People did things like that, back then. They shared the practical cup of sugar with a needy neighbor, but they also shared beauty and joy.
Just weeks after those beautiful perennials were welcomed into the small garden, the stock market crashed, and the entire country was thrown into the throes of the Great Depression. But all through those desperate years the irises continued to grow, blooming like a flag of hope every spring, gradually taking over that small plot of dirt. And of course, without saying, in turn, the irises were divided again and again, and passed on to others as a defiant act of restoration, despite the hardships no one expected: the withering economy, the desperation of no work, the long sickness that took my grandfather's life when my mom was still a teenager, and then, the shocking jolt of another world war.
In 1951, my widowed grandmother uprooted her own life -- and the irises-- and moved cross-country to help care for our family. And then, par to course, every time we moved, some of the irises were left behind, and others were dug up and transplanted in our new location.
When my parents finally moved to Florida in the 1990s, my husband and I dug up a box or two of the iris bulbs, out of their overgrown yard. Despite our own many moves, we planted them wherever we lived, left some behind at the house and with neighbors when we transferred to yet another city, and brought along some of the beauty. God uses us for more than practical purposes, but also, and maybe even more importantly through our actions, to bring beauty, hope and restoration. God invented beauty, because He knew how much we needed it in this broken world. And He knew perennials grow without ceasing.

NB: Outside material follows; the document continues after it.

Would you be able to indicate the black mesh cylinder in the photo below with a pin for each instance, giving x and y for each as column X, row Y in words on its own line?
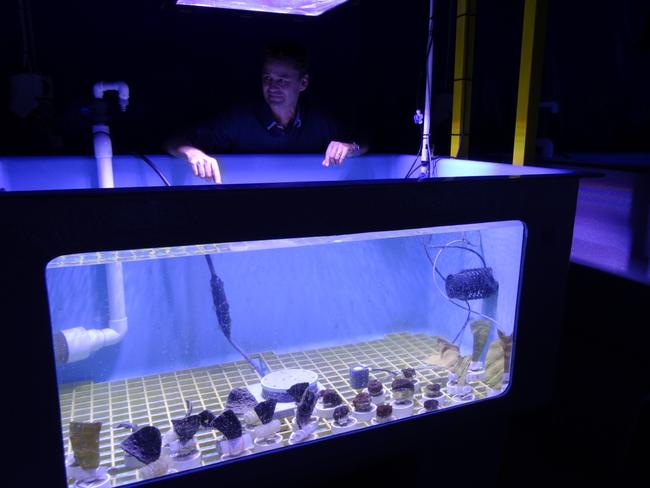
column 471, row 284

And so, this morning, I spotted the first irises of this season, blooming with all abandon, their deep royal purple flowers calling attention to spring. I feel like we are coming out of the dark tunnel of the pandemic, as if spring never happened last year. We have no idea what is ahead in the months to come, but God does. And He provides the beauty to sustain us, glimpses of Himself, day after day, season after season.
That aunt, so long ago we don't remember her name, had no idea what joy she was sowing and what beauty still beheld now almost a hundred years later. We are so caught up in what we think matters, we miss that which lingers far beyond our lifetimes, even that which proclaims the faithfulness of God to those yet unborn. And keeps on growing.
What am I planting today? What will linger?